まず宿題して、それから遊ぶんだよ、という約束なんだが、守らないよね。
空にした衣装ケースにもぐりこんでいたりする。
カメラ向けたら、みゃあ、と鳴く。


ようやく宿題にとりかかったが、あんまり字がきたないので、それ、パパが見たら、きっと書き直しさせられるよ、と注意はした。

「わかってます」って子どもは言うが、この子のわかってます、は、みゃあ、と鳴いているのとさして変わらん。

途中で遊ぶから、15分ですむ宿題に2時間もかかり、それだけ時間をかけても、惨憺たるありさまで、夜、パパにノート見られて、やっぱり書き直しさせられてる。パパが消しゴムで消す。子どもが書き直す。ふたりとも懲りない。

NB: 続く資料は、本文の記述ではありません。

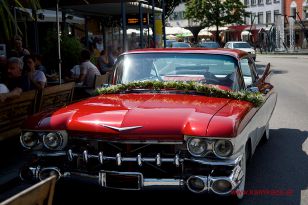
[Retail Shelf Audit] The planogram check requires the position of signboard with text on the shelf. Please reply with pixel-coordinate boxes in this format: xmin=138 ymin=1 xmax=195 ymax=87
xmin=126 ymin=15 xmax=148 ymax=26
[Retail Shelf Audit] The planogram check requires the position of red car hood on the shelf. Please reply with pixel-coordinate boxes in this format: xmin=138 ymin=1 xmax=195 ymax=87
xmin=25 ymin=93 xmax=251 ymax=139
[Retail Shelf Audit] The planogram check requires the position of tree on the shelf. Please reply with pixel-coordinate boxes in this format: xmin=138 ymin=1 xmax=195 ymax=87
xmin=154 ymin=0 xmax=185 ymax=19
xmin=185 ymin=0 xmax=247 ymax=41
xmin=0 ymin=0 xmax=40 ymax=39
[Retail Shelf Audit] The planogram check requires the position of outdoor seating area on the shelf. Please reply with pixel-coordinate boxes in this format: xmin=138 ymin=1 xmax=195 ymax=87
xmin=0 ymin=82 xmax=75 ymax=141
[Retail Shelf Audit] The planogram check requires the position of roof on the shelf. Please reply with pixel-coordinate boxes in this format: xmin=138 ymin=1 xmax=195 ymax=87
xmin=125 ymin=48 xmax=247 ymax=59
xmin=42 ymin=0 xmax=162 ymax=16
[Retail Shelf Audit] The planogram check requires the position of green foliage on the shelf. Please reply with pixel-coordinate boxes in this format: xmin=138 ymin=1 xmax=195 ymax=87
xmin=43 ymin=30 xmax=83 ymax=74
xmin=185 ymin=0 xmax=247 ymax=37
xmin=97 ymin=81 xmax=264 ymax=107
xmin=155 ymin=0 xmax=183 ymax=19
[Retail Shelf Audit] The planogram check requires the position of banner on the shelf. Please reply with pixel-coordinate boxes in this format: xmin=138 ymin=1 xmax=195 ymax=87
xmin=155 ymin=13 xmax=163 ymax=48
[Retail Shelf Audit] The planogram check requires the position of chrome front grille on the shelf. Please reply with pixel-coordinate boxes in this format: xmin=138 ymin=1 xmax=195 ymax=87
xmin=66 ymin=149 xmax=184 ymax=167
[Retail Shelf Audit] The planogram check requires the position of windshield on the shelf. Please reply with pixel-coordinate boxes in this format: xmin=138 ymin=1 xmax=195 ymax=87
xmin=115 ymin=53 xmax=238 ymax=90
xmin=171 ymin=42 xmax=191 ymax=48
xmin=233 ymin=43 xmax=251 ymax=48
xmin=201 ymin=42 xmax=219 ymax=48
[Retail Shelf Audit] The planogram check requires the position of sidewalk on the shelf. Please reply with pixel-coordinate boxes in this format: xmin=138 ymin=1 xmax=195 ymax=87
xmin=0 ymin=137 xmax=30 ymax=202
xmin=257 ymin=48 xmax=308 ymax=55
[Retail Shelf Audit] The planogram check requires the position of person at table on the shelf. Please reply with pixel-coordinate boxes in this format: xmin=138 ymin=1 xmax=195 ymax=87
xmin=78 ymin=49 xmax=101 ymax=87
xmin=0 ymin=83 xmax=22 ymax=102
xmin=10 ymin=35 xmax=30 ymax=58
xmin=23 ymin=55 xmax=47 ymax=90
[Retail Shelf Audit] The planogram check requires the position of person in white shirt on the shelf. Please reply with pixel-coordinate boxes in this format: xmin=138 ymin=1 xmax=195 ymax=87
xmin=78 ymin=49 xmax=101 ymax=87
xmin=24 ymin=55 xmax=47 ymax=90
xmin=0 ymin=83 xmax=22 ymax=102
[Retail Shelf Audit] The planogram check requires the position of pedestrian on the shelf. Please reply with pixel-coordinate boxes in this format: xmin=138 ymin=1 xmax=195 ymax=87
xmin=23 ymin=55 xmax=47 ymax=90
xmin=34 ymin=54 xmax=47 ymax=75
xmin=78 ymin=49 xmax=101 ymax=87
xmin=97 ymin=50 xmax=111 ymax=75
xmin=10 ymin=35 xmax=30 ymax=58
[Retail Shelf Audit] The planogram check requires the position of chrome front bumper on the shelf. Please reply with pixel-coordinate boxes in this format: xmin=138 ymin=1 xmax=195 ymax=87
xmin=21 ymin=151 xmax=244 ymax=195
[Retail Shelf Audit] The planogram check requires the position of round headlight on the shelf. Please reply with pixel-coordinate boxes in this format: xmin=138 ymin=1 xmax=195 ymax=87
xmin=43 ymin=132 xmax=66 ymax=150
xmin=20 ymin=132 xmax=39 ymax=149
xmin=187 ymin=138 xmax=207 ymax=157
xmin=214 ymin=140 xmax=233 ymax=157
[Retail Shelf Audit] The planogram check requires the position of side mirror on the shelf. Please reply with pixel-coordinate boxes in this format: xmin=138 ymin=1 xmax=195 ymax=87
xmin=247 ymin=86 xmax=260 ymax=93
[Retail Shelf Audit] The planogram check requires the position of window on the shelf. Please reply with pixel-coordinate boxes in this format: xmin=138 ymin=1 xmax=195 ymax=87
xmin=241 ymin=58 xmax=256 ymax=88
xmin=266 ymin=11 xmax=272 ymax=24
xmin=274 ymin=10 xmax=280 ymax=22
xmin=290 ymin=7 xmax=297 ymax=18
xmin=258 ymin=12 xmax=264 ymax=24
xmin=251 ymin=13 xmax=258 ymax=25
xmin=303 ymin=4 xmax=308 ymax=19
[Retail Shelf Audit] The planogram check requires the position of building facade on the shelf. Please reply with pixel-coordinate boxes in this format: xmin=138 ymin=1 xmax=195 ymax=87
xmin=244 ymin=0 xmax=284 ymax=28
xmin=284 ymin=0 xmax=308 ymax=48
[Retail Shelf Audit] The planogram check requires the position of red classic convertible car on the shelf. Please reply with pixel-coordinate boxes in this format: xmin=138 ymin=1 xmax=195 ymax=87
xmin=20 ymin=49 xmax=277 ymax=198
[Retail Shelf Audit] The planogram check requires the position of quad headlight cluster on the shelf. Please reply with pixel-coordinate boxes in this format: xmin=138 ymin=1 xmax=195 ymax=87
xmin=186 ymin=137 xmax=233 ymax=158
xmin=20 ymin=131 xmax=68 ymax=150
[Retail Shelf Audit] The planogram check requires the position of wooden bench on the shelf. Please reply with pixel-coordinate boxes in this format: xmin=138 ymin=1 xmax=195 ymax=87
xmin=0 ymin=90 xmax=37 ymax=141
xmin=0 ymin=176 xmax=56 ymax=205
xmin=37 ymin=82 xmax=75 ymax=112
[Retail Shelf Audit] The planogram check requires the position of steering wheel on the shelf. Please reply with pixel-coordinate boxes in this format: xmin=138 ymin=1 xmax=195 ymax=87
xmin=203 ymin=72 xmax=220 ymax=84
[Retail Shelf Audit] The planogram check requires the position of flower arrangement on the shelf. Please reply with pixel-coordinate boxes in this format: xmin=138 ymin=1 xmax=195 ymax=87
xmin=96 ymin=81 xmax=264 ymax=107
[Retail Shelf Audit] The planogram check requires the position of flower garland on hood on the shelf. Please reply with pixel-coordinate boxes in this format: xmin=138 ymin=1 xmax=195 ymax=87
xmin=96 ymin=81 xmax=264 ymax=107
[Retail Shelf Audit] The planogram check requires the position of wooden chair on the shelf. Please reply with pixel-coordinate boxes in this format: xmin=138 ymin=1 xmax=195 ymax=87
xmin=0 ymin=176 xmax=56 ymax=205
xmin=0 ymin=90 xmax=37 ymax=141
xmin=37 ymin=82 xmax=75 ymax=111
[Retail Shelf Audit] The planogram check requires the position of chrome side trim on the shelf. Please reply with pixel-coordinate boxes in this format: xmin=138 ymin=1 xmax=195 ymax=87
xmin=34 ymin=150 xmax=243 ymax=167
xmin=99 ymin=124 xmax=143 ymax=132
xmin=143 ymin=178 xmax=185 ymax=187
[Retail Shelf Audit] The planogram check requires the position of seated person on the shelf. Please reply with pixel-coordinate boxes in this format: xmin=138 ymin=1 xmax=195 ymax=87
xmin=6 ymin=57 xmax=29 ymax=91
xmin=0 ymin=83 xmax=22 ymax=102
xmin=78 ymin=49 xmax=101 ymax=87
xmin=23 ymin=55 xmax=47 ymax=90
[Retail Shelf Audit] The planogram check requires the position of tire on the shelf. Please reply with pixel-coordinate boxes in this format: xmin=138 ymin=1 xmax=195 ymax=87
xmin=232 ymin=141 xmax=250 ymax=201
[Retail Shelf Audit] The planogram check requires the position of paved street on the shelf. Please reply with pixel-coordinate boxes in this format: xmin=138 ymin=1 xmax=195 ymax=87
xmin=0 ymin=55 xmax=308 ymax=205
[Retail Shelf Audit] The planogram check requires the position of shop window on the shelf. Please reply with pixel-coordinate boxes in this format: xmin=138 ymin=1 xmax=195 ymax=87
xmin=258 ymin=12 xmax=264 ymax=24
xmin=266 ymin=11 xmax=272 ymax=24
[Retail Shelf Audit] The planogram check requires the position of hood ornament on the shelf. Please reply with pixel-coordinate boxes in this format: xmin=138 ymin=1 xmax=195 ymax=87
xmin=101 ymin=124 xmax=143 ymax=132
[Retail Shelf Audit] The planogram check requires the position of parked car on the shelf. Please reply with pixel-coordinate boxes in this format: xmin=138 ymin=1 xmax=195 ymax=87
xmin=225 ymin=41 xmax=256 ymax=61
xmin=166 ymin=40 xmax=176 ymax=48
xmin=198 ymin=41 xmax=220 ymax=48
xmin=20 ymin=48 xmax=277 ymax=199
xmin=171 ymin=42 xmax=191 ymax=48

あのさ、こどもがえっていうのは、ほんとは、きみが少しかわることなんだよ。たとえば、ノートの文字をていねいに書く。
それさえできれば、パパにもほめられるし、ノートの採点も、BじゃなくてAになるし、世界が変わるよ。字をていねいに書くだけ、それだけ。
(それができりゃ苦労しねーよ、と言いながら思ったけど)
そしたら、それは、すごくうれしいこどもがえになるよ。

そいで子どもは
「わかってます」って返事するんだが。

みゃあ、なんだな。

算数のノート見たパパが、大笑いしている。これ、見てくれ、ってもってくる。

125×(4×2)=1258

って書いてある。で、赤い×がついてる。
たぶん、
125×8、と考えたまではよかったんだが、
そこで終わってしまったわけだ。1258。

みゃあ。みゃあ。みゃあ。

って子どもが笑う。

私の子どもである。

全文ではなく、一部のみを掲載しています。